The Rejection of Hustle Culture

There was a time when exhaustion could circulate almost as a credential, when frayed sleep, rushed meals, and calendars packed to the edge of collapse were not read as warning signs, but as evidence that a life was moving somewhere important. Hustle culture depended on that distortion and refined it into a moral atmosphere in which strain looked like seriousness, overwork resembled discipline, and perpetual availability could be mistaken for commitment rather than quiet self erosion. Yet the glamour of that script has begun to dull.
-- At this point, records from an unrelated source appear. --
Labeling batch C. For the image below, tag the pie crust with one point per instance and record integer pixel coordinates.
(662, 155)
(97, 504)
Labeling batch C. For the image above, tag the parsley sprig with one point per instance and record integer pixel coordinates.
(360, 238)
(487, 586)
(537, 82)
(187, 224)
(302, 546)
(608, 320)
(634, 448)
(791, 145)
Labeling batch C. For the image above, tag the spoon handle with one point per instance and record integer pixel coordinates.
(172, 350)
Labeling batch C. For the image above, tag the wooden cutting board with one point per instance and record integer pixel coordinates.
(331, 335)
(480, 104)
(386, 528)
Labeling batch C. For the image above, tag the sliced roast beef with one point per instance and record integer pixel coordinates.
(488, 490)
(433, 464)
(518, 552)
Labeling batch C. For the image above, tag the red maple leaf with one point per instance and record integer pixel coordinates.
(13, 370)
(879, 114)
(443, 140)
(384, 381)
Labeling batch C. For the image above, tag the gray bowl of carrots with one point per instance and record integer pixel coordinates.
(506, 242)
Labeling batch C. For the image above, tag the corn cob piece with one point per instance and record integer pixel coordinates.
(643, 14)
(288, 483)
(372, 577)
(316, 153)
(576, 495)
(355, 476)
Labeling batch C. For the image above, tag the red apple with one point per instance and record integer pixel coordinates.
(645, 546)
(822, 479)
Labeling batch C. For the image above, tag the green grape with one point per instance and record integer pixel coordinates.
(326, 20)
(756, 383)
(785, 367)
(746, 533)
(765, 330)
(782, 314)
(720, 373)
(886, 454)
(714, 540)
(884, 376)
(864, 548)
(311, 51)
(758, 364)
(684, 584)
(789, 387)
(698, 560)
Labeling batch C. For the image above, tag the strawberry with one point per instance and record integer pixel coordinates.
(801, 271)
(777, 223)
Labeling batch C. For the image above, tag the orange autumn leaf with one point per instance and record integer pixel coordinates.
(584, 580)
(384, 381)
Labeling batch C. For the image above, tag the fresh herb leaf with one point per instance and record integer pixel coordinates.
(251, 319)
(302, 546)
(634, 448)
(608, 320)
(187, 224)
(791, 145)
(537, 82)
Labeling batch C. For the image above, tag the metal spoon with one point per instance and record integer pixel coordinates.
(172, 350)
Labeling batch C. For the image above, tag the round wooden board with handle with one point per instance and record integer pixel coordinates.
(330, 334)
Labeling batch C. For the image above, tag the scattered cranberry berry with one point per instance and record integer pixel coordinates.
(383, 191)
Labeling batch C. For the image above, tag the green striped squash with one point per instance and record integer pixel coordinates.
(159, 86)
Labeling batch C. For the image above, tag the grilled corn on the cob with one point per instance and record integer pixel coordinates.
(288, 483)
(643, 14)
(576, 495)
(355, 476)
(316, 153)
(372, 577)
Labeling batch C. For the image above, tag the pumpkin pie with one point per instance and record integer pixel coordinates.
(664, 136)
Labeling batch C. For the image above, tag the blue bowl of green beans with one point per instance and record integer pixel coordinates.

What once passed for ambition now more often appears as depletion with good branding, a way of making fatigue look purposeful long after purpose itself has thinned.

[I] Part of the rejection comes from recognising that hustle culture was never only about labour, income, or professional ascent, however loudly it spoke in those terms. [II] It implied that worth had to be demonstrated continuously, that rest required justification, and that limits were less a condition of being human than an embarrassment to be managed in private. [III] Under such a logic, the self was not simply busy but reorganised around display, measurement, and proof. [IV] One stopped asking whether life was meaningful or well lived and began, almost without noticing, to ask whether it was efficient, visible, and sufficiently optimised to count.

That is why the backlash carries more weight than mere lifestyle preference. To reject hustle culture is not simply to choose comfort over effort, nor to romanticise passivity under a softer name. It is to resist a moral grammar in which human value is flattened into output and inner life is treated as expendable overhead, useful only when it supports performance and suspect whenever it asks for room, silence, or recovery. Recent commentary in Psychology Today reflects this shift, noting the growing appeal of alternatives that prize boundaries, ease, and meaning over relentless productivity. Yet even that description does not go quite far enough, because what is being refused is not only a schedule, but a worldview that teaches people to admire their own exhaustion as though it were character.

What matters, then, is not whether discipline still has value, since of course it does, but whether a culture can learn to distinguish devotion from self depletion, seriousness from compulsion, and ambition from a form of motion that consumes life while claiming to improve it. A society matures not when it works less in any simplistic sense, but when it ceases to confuse damage with virtue and recognises that a person may be deeply committed without living as though rest were a moral failure.

[Adapted from https://www.psychologytoday.com/us/blog/the-regret-free-life/202503/why-hustle-culture-is-failing-you]

Question 31: Where in the passage does the following sentence best fit?

More deeply, it was a theory of personhood.